In the year of 1906 the construction of the New York subway system was well under way. A line already extended from City Hall to the Bronx. Unfortunately progress soon came to a halt as a tariff would lead to a rising cost in a most necessary component of the rail system – steel. McCellen was furious upon hearing the news from the transportation head on April 7, 1906. McCellen had been the person to drive the ceremonial first subway ride through New York City. Seeking to clear his thoughts that spring evening, he settled upon an evening stroll towards the downtown area. His walk found him all the way down to New York’s Wall Street where he encountered a sleeping Irish bum (typical for the time). His journal recounts the discovery.
Before me I then spied a most odious site, though sadly a typical one – an Irishman. Overcome with outrage at his lack of work ethic. I set about stomping and kicking the filthy wretch with great might. Delighting in my activity I soon rendered the lout dead. Though pleased with my result, propriety dictated I call a police officer to dispose of the body. Upon his arrival the official laughed at the site before him, for this I could not blame him. A dead Irishman is a punchline that needs no setup! Unfortunately there was lifting for the good officer to do. Upon engaging in his struggle the officer commented, “This worthless animal weighs tons. I would take more pleasured in carrying a sack full of steel beams.” This statement prompted an engine of activity in my mind.
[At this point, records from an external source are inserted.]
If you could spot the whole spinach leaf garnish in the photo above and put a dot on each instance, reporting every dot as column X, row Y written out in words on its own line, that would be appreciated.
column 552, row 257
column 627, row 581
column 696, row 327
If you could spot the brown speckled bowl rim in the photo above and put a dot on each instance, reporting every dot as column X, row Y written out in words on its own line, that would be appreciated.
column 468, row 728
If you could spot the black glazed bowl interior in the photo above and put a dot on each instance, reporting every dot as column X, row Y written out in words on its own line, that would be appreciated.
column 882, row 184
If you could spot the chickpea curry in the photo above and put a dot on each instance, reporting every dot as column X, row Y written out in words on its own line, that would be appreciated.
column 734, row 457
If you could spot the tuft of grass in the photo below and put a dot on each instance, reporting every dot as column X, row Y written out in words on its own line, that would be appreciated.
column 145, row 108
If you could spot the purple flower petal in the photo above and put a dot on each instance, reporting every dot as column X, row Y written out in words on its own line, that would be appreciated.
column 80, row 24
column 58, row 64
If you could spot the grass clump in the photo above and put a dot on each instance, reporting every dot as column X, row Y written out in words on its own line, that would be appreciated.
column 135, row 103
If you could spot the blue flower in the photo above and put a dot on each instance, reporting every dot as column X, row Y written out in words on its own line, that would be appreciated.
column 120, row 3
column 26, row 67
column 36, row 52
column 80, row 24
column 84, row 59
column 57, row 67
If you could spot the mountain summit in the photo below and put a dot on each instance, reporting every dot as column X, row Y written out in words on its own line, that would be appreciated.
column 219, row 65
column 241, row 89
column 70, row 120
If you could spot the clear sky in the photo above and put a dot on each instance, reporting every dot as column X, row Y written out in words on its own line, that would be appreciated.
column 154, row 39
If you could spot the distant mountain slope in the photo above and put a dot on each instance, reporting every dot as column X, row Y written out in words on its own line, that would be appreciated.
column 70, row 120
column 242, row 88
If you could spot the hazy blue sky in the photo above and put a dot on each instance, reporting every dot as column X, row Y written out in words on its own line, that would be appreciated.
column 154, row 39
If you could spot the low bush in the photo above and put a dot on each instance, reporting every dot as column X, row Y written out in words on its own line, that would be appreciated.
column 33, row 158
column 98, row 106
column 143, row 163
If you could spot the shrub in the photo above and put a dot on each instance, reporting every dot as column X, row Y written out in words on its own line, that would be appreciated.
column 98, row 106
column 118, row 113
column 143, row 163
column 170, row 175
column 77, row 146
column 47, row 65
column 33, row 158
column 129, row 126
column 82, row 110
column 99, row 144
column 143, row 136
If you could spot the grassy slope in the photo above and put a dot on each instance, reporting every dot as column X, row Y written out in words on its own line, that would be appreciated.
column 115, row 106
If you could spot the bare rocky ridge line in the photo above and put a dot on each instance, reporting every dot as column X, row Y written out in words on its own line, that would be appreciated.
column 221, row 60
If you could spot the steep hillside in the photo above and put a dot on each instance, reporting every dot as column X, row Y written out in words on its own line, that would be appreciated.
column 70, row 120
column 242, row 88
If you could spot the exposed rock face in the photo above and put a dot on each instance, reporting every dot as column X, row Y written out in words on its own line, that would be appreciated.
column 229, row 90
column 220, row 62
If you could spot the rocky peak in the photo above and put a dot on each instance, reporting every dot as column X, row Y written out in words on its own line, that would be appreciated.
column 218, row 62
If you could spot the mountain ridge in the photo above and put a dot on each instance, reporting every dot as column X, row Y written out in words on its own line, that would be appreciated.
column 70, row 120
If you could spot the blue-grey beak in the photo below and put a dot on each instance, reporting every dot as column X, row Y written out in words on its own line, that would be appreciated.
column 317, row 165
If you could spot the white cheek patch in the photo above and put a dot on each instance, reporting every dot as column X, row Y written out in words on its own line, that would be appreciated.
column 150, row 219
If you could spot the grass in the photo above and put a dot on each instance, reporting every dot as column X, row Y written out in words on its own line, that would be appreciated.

The Irish girth surely owed to their less advanced Cro-Magnon bone structure. My return to the my offices brought with it joy as I ran about exclaiming my plan for our beleaguered subway system. Surely Irish bones were as good as steal and cheaper!
Though most bones were salvaged from morgues and cemeteries – men, women, and children of Irish decent could sell their bones for twelve cents a pound before their death. Signs that once read “Irish Need Not Apply” now read “Irish Only Apply.” This grim practice lasted for only a few months as results were poor. Bones made terrible rails, but some are still in use today throughout the Bronx. City records are unclear as to which specific lines the bones service. Just think New York historians, the next time you take the “N Train” to Coney Island you shall be riding on the backs of the O’Hurleys, the MacDougals, and the Mcgees – Literally!!!
Irish Bones as subway rails.
Barbaric? Assuredly. Efficient? Probably not. History? Definitely!